There’s a story at Bloomberg today about his campaign contributions. It’s caught my attention, as does any story about our corrupt campaign finance practices.
However, if I”m reading this correctly, it seems that in fundraising for his gubernatorial run, Cuomo is operating within the norm but because the ethics of this norm is often questionable, Andrew Cuomo may have acted improperly. It just seems like one of those non-story stories, which would be perfectly legit – in fact very welcome – if it were not hung off a single individual. Read the story and if I’m getting it wrong, let me know. Campaign finance reform is something I care deeply about so maybe I’m being deliberately blind because I like Cuomo.
From the story:
Cuomo’s donation forms ask contributors to sign a statement saying they have no “matter” pending with him. That rule “does not extend to attorneys representing persons or entities with matters before the NYS Attorney General’s office,” the form states, mirroring his predecessors’ policies.

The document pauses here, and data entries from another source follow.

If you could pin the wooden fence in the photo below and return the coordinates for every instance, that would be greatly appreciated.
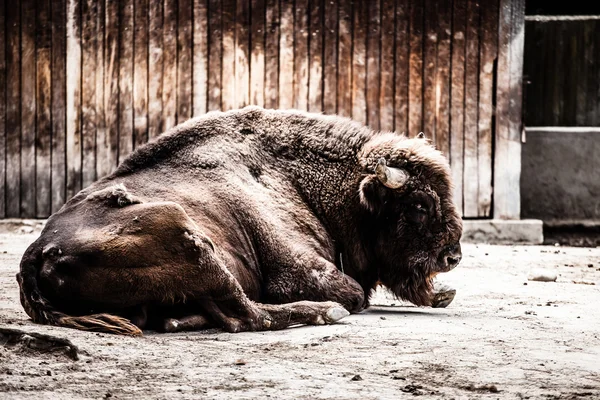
(85, 82)
(562, 71)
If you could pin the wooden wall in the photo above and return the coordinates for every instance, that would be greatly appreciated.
(562, 71)
(85, 82)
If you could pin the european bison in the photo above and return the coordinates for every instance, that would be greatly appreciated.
(251, 219)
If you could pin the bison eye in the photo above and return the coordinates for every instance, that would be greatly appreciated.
(417, 213)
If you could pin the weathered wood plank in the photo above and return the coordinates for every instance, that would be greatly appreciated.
(3, 97)
(89, 50)
(344, 83)
(272, 55)
(59, 98)
(155, 66)
(430, 66)
(415, 80)
(359, 62)
(184, 60)
(401, 70)
(373, 70)
(286, 55)
(73, 97)
(169, 100)
(242, 53)
(13, 112)
(507, 154)
(28, 80)
(457, 99)
(140, 73)
(315, 79)
(488, 52)
(388, 54)
(228, 94)
(512, 171)
(442, 89)
(471, 170)
(107, 141)
(301, 55)
(330, 57)
(126, 78)
(215, 37)
(101, 91)
(200, 58)
(43, 119)
(257, 61)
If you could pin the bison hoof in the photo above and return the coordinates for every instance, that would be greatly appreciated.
(442, 296)
(335, 314)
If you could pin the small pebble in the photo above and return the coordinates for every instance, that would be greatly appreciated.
(541, 275)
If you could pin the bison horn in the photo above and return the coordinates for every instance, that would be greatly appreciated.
(393, 178)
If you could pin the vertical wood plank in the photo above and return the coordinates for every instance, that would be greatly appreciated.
(301, 55)
(373, 70)
(126, 78)
(344, 79)
(429, 70)
(401, 70)
(442, 89)
(272, 55)
(169, 100)
(359, 62)
(286, 54)
(43, 143)
(3, 29)
(512, 194)
(59, 98)
(215, 53)
(228, 98)
(330, 57)
(200, 58)
(89, 50)
(471, 170)
(155, 68)
(488, 53)
(101, 91)
(257, 61)
(108, 140)
(457, 96)
(415, 80)
(184, 60)
(28, 108)
(73, 97)
(388, 50)
(13, 111)
(315, 79)
(242, 53)
(507, 154)
(140, 73)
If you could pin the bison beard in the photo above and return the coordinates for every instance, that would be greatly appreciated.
(244, 220)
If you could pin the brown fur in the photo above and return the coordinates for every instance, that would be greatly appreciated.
(230, 211)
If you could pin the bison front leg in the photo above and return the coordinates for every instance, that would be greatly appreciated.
(315, 279)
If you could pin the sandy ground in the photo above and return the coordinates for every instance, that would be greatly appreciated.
(502, 338)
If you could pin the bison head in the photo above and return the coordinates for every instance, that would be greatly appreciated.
(411, 223)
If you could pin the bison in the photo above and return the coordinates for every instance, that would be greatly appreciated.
(247, 220)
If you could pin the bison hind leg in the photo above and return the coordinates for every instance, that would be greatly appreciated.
(106, 323)
(303, 313)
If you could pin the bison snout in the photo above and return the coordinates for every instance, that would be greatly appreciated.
(451, 257)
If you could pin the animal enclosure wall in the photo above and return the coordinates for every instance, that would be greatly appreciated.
(85, 82)
(562, 70)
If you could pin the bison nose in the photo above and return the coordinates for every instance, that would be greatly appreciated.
(452, 257)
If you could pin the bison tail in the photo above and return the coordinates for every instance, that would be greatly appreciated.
(39, 308)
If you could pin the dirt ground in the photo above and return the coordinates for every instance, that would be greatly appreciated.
(503, 337)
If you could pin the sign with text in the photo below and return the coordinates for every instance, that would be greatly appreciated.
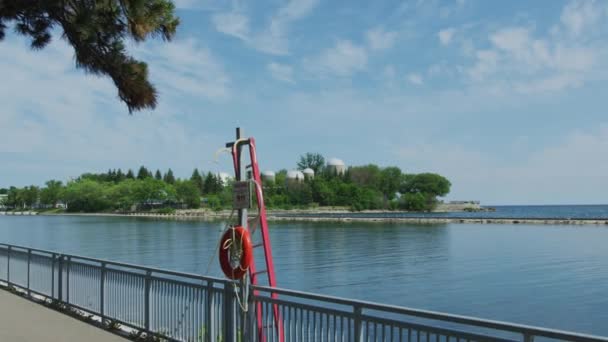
(241, 195)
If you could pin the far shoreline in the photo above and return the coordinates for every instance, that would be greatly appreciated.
(345, 217)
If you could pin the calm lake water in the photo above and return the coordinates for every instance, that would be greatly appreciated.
(599, 211)
(552, 276)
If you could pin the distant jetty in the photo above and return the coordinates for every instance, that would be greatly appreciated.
(340, 216)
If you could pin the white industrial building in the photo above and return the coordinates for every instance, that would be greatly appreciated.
(308, 173)
(336, 166)
(268, 176)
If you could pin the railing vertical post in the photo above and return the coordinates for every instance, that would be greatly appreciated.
(210, 313)
(8, 266)
(53, 275)
(229, 317)
(29, 259)
(60, 279)
(67, 279)
(358, 326)
(147, 285)
(101, 291)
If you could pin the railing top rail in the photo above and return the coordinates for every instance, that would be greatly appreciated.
(127, 265)
(460, 319)
(355, 304)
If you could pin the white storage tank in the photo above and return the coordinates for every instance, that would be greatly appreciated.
(294, 176)
(336, 166)
(308, 173)
(224, 177)
(268, 176)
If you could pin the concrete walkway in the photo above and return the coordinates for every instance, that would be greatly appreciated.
(24, 321)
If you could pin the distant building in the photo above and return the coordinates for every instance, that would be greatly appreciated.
(2, 199)
(308, 173)
(268, 176)
(224, 177)
(336, 166)
(294, 176)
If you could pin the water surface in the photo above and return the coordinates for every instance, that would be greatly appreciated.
(553, 276)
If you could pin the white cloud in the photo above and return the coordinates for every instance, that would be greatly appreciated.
(233, 24)
(563, 173)
(184, 66)
(343, 59)
(415, 79)
(379, 39)
(580, 15)
(486, 63)
(274, 38)
(526, 61)
(513, 40)
(281, 72)
(61, 120)
(445, 35)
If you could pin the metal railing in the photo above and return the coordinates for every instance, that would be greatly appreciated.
(186, 307)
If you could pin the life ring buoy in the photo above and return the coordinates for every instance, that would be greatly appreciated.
(235, 244)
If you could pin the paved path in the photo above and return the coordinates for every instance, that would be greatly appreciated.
(24, 321)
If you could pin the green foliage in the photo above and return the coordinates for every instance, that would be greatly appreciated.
(365, 176)
(212, 184)
(50, 195)
(428, 183)
(86, 195)
(168, 177)
(98, 31)
(143, 173)
(315, 161)
(390, 180)
(197, 179)
(365, 187)
(188, 192)
(130, 175)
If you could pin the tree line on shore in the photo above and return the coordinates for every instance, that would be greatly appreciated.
(366, 187)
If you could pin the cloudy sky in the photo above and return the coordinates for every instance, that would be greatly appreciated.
(507, 99)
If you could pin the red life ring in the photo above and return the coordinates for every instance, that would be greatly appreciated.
(236, 240)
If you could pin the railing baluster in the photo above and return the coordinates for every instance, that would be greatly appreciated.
(102, 279)
(357, 311)
(29, 259)
(147, 283)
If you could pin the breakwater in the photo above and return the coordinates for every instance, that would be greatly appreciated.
(283, 216)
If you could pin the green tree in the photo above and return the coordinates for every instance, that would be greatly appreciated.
(120, 176)
(143, 173)
(315, 161)
(12, 199)
(86, 195)
(188, 192)
(122, 195)
(29, 195)
(152, 191)
(98, 30)
(428, 183)
(197, 179)
(168, 177)
(322, 193)
(390, 180)
(50, 194)
(365, 176)
(130, 174)
(414, 202)
(212, 184)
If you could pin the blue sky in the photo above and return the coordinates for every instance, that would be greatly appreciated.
(507, 99)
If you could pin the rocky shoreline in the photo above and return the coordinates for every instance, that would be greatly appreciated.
(309, 216)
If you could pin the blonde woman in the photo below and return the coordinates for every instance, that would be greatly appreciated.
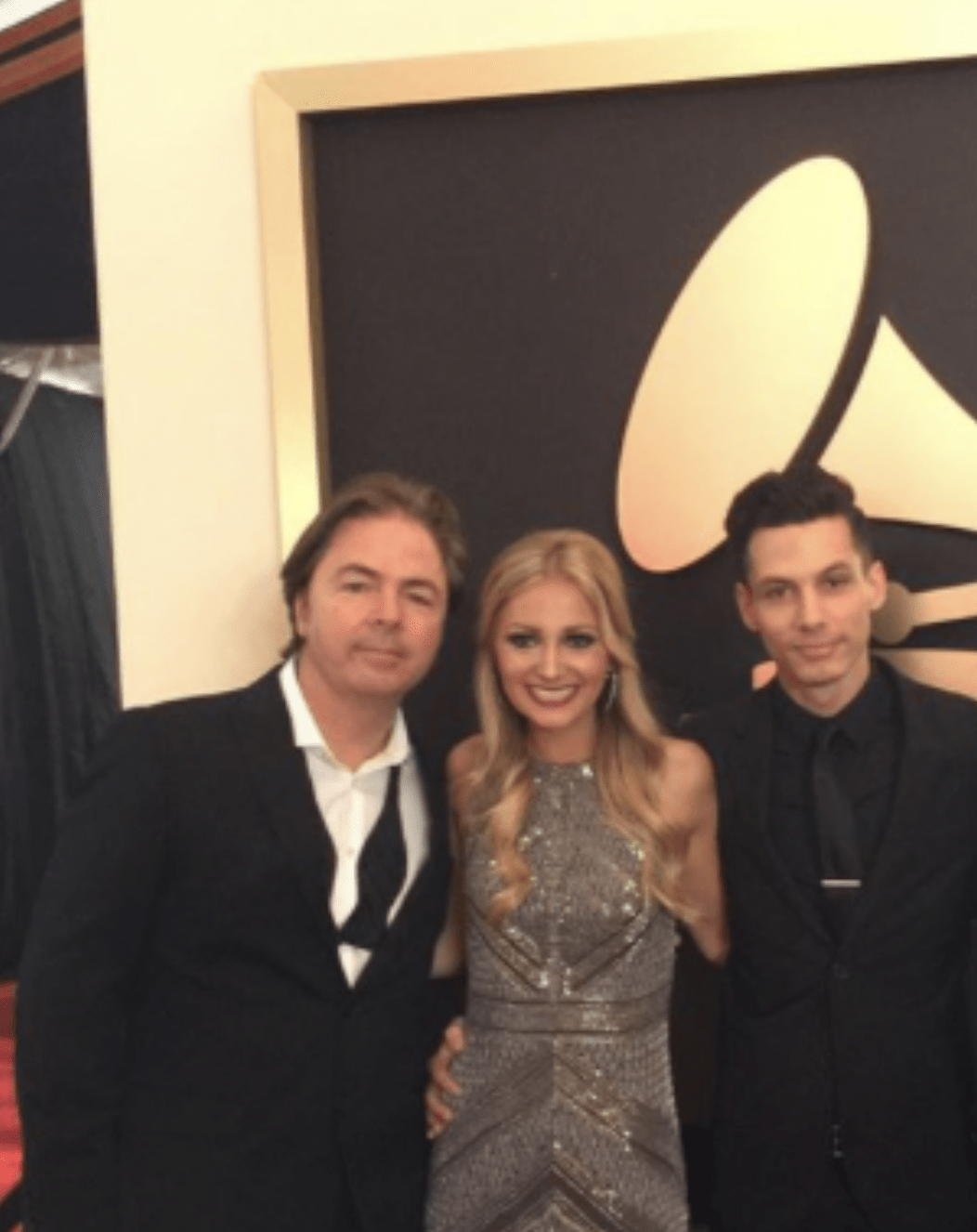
(585, 833)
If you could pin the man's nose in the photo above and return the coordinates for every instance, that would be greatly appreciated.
(810, 610)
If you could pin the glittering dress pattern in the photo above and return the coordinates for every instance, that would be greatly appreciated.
(567, 1119)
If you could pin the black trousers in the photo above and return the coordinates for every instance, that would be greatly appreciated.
(346, 1220)
(837, 1209)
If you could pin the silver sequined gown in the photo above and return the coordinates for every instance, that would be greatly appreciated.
(567, 1119)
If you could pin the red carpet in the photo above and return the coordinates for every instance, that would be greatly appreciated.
(10, 1131)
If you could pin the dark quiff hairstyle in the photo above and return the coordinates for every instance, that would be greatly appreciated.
(792, 498)
(378, 494)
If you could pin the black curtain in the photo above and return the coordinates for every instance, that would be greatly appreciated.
(59, 674)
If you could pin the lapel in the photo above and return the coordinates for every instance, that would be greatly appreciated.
(406, 925)
(898, 853)
(283, 793)
(750, 767)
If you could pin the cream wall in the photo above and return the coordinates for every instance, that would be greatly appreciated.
(191, 457)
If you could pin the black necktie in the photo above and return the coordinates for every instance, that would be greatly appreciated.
(380, 872)
(840, 858)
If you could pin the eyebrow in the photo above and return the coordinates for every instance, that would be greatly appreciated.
(777, 579)
(364, 570)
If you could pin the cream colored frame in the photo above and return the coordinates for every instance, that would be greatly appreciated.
(285, 98)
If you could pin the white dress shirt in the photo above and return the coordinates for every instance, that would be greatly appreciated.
(350, 802)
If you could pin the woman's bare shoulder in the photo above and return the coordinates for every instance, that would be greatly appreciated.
(686, 778)
(461, 764)
(466, 756)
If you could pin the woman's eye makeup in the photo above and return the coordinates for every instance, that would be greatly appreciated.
(521, 638)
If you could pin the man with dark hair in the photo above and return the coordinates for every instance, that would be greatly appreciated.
(226, 1003)
(849, 842)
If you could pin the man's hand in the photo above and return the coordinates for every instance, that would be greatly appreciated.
(441, 1084)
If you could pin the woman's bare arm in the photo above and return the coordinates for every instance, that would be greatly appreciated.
(689, 802)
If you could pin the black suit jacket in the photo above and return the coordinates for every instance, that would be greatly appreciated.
(861, 1045)
(189, 1055)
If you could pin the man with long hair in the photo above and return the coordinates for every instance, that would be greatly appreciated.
(226, 1004)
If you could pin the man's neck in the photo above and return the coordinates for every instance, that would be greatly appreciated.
(829, 699)
(355, 728)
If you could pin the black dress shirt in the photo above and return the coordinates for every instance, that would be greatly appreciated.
(865, 754)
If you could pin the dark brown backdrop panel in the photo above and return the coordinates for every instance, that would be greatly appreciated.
(495, 272)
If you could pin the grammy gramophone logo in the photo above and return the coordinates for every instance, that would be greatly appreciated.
(739, 378)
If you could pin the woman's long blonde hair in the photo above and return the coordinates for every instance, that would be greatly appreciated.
(629, 752)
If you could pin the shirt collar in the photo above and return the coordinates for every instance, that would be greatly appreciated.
(306, 734)
(863, 716)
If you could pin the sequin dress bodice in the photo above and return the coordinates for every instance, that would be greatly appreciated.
(567, 1119)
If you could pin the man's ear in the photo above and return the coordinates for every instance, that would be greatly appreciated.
(878, 581)
(301, 612)
(744, 603)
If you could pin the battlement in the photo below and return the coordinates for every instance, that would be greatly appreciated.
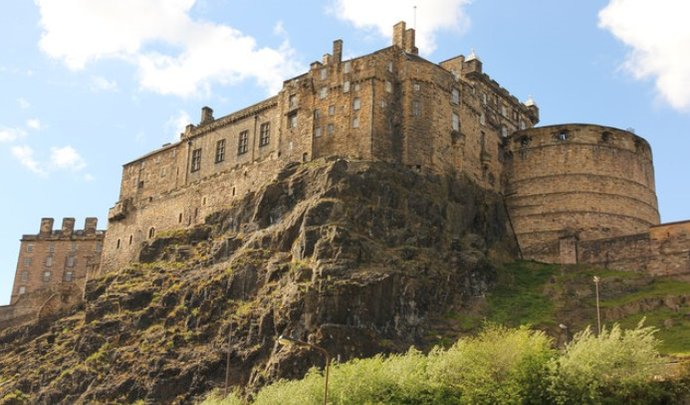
(67, 230)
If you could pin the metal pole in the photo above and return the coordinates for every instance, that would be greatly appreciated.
(285, 340)
(596, 286)
(227, 362)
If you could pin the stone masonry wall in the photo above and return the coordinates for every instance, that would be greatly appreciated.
(390, 105)
(664, 250)
(586, 181)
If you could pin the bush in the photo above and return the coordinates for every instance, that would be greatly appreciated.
(614, 367)
(500, 365)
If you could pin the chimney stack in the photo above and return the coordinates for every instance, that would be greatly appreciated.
(337, 51)
(90, 226)
(399, 34)
(67, 227)
(206, 115)
(46, 227)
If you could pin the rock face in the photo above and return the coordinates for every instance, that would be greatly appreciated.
(355, 257)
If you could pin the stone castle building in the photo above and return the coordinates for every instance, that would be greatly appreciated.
(574, 192)
(569, 189)
(52, 268)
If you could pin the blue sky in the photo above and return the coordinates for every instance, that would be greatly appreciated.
(87, 85)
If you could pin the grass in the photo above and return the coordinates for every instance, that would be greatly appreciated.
(518, 298)
(543, 295)
(673, 328)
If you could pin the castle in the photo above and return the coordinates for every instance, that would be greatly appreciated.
(574, 192)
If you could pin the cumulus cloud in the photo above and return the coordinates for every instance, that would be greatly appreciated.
(11, 134)
(33, 123)
(23, 103)
(659, 35)
(381, 15)
(66, 158)
(99, 83)
(25, 155)
(194, 54)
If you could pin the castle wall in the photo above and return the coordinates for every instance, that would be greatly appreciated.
(54, 259)
(663, 250)
(587, 181)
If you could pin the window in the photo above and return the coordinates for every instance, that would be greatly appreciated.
(265, 133)
(196, 159)
(292, 120)
(416, 109)
(243, 143)
(220, 150)
(455, 96)
(455, 122)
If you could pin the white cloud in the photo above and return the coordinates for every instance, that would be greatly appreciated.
(431, 16)
(11, 134)
(99, 83)
(23, 103)
(66, 158)
(25, 155)
(177, 123)
(33, 123)
(659, 35)
(195, 53)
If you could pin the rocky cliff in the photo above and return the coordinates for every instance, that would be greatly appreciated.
(356, 257)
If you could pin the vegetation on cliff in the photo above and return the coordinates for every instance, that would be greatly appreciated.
(359, 258)
(499, 366)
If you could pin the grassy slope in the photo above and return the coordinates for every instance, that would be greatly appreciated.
(545, 296)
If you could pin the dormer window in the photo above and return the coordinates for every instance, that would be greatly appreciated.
(562, 136)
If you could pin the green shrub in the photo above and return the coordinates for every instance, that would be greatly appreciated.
(617, 366)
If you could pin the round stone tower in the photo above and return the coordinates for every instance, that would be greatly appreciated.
(572, 182)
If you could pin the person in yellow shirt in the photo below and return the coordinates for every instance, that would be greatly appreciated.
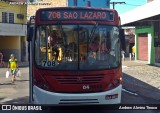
(133, 51)
(13, 65)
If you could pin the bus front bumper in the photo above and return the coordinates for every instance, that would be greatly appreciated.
(108, 97)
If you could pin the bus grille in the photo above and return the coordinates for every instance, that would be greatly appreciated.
(83, 79)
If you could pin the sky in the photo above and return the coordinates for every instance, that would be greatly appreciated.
(130, 4)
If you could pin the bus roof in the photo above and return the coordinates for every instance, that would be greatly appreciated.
(46, 15)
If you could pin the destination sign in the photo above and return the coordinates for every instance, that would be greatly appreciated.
(68, 14)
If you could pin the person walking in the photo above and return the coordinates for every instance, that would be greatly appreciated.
(13, 65)
(2, 63)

The American Bar Association “Model Rules” for lawyers, which don’t address attorneys general, prohibit donations to judges made for the purpose of getting hired. Cuomo, who doesn’t hire outside lawyers, abides by that principle, Bamberger said. New York State rules for attorneys allow contributions to judges or public officials as long as the recipient is allowed to accept gifts.
Eliot Spitzer, attorney general from 1999 to 2006, took lawyer donations too from those with cases before him. Boies gave him $15,000 and the Boies Schiller firm gave $10,000 in 2004, according to state records.
“Candidates in New York State for district attorney, judge, attorneys general, and all other offices have operated under the very same rules for decades,” Bamberger said.